Ex-Prime Minister Shin Hyun-hwack Passes Away at 87
By Ryu Jin
Staff Reporter
Shin Hyun-hwack, who served as prime minister for about six months after the assassination of President Park Chung-hee in October 1979, died of a chronic illness at the Seoul National University Hospital on Thursday. He was 87.
Shin had been hospitalized for over a year after he suffered a spinal fracture February 2006. He breathed his last breath early in the morning with his offspring in attendance, according to hospital doctors.
His body will be buried at the Taejon National Cemetery, or Hyonchungwon, after five days of public memorial services. He is survived by a son and four daughters.

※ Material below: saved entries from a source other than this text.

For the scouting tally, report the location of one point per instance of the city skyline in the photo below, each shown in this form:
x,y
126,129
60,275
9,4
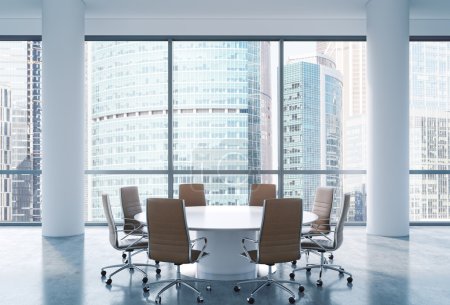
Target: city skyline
x,y
194,118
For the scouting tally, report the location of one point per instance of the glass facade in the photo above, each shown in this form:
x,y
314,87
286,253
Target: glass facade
x,y
20,131
217,122
430,130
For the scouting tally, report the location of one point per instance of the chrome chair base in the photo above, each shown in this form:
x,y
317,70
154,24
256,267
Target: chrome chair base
x,y
269,280
323,265
128,264
178,282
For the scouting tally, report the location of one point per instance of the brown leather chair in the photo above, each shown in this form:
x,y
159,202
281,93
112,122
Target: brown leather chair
x,y
128,243
279,242
192,194
131,205
323,203
325,245
261,192
170,242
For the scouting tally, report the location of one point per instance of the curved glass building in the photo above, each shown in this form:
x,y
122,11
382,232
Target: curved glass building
x,y
221,117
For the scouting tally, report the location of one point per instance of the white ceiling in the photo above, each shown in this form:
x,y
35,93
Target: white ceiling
x,y
329,9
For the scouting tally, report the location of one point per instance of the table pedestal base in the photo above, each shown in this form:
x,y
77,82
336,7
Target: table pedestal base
x,y
224,261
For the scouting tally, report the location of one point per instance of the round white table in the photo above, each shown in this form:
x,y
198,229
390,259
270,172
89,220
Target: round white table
x,y
224,227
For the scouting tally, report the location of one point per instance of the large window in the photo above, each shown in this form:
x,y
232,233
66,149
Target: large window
x,y
430,131
20,131
221,121
226,114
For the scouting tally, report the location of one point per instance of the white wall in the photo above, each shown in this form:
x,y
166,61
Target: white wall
x,y
225,26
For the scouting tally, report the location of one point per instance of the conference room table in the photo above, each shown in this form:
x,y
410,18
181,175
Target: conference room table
x,y
224,227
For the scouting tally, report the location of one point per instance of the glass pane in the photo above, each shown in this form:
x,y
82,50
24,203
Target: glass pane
x,y
223,96
324,110
430,197
148,186
20,198
127,104
20,129
429,129
224,189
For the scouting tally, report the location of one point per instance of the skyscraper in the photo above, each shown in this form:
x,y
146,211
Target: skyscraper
x,y
430,130
20,74
312,125
5,155
221,110
350,59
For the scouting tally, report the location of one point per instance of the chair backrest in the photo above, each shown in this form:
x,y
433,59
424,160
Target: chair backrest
x,y
113,238
279,239
339,230
322,208
192,194
261,192
131,205
169,238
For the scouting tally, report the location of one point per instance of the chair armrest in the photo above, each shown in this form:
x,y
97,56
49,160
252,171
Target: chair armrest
x,y
315,242
247,255
134,242
136,230
202,250
318,234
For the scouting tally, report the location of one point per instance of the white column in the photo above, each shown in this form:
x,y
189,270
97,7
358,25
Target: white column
x,y
388,117
63,117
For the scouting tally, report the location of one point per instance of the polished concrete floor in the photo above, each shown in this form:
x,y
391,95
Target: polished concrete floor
x,y
37,270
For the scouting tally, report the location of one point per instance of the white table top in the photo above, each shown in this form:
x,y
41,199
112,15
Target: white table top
x,y
226,217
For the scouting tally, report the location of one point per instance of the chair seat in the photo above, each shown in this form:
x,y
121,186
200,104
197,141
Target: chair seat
x,y
195,255
253,255
317,244
316,232
134,241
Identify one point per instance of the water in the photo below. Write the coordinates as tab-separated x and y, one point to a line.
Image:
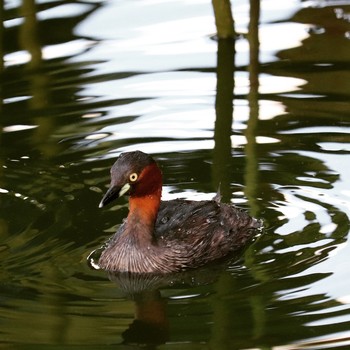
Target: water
83	81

Born in Chilgok, North Kyongsang Province, in 1920 when the modern Korea was under Japanese colonial rule, Shin studied law at Kyongsong University, the predecessor of Seoul National University.
He passed the state examination to become a civil servant in 1943 and quickly climbed up the hierarchical ladder to be appointed as minister of restoration in 1959 at the age of 39.
After the April 19 Revolution in 1960, which led to an en masse Cabinet resignation, Shin worked as an executive for companies such as Tonghae Electric Power and Ssangyong Cement Industrial.
In 1973, he was elected as a member of the National Assembly on the ticket of the then-ruling Republican Party, the predecessor of the largest opposition Grand National Party (GNP).
Under the Park Chung-hee regime, he was appointed as minister of health and society in 1975 and then deputy prime minister-minister of economic planning in 1978.
He served as prime minister for about six months after Park was assassinated by his own spy chief after 18 years of iron-fisted rule dating from a military coup in 1961. Shin was once again elected as a Republican Party lawmaker in 1979.
In the late 1980s when pro-democracy movements swept the country, Shin served as chairman of Samsung Corporation and chief director of the Samsung Foundation of Art & Culture.
He lived a vigorous life in his last years even when he, at the age of 79, became chief of an organization for memorial activities for the late President Park in 1999.
Shin’s last activities, however, did not make progress because Park was too controversial of a figure to be commemorated _ a lot of people condemned him as a cruel dictator, while others praised him as the father of the nation’s modernization.
His only son is Shin Chul-seak, a vice ministerial official at the prime minister’s office, and one of his sons-in-law is Seong Sang-cheol, the director of the Seoul National University Hospital.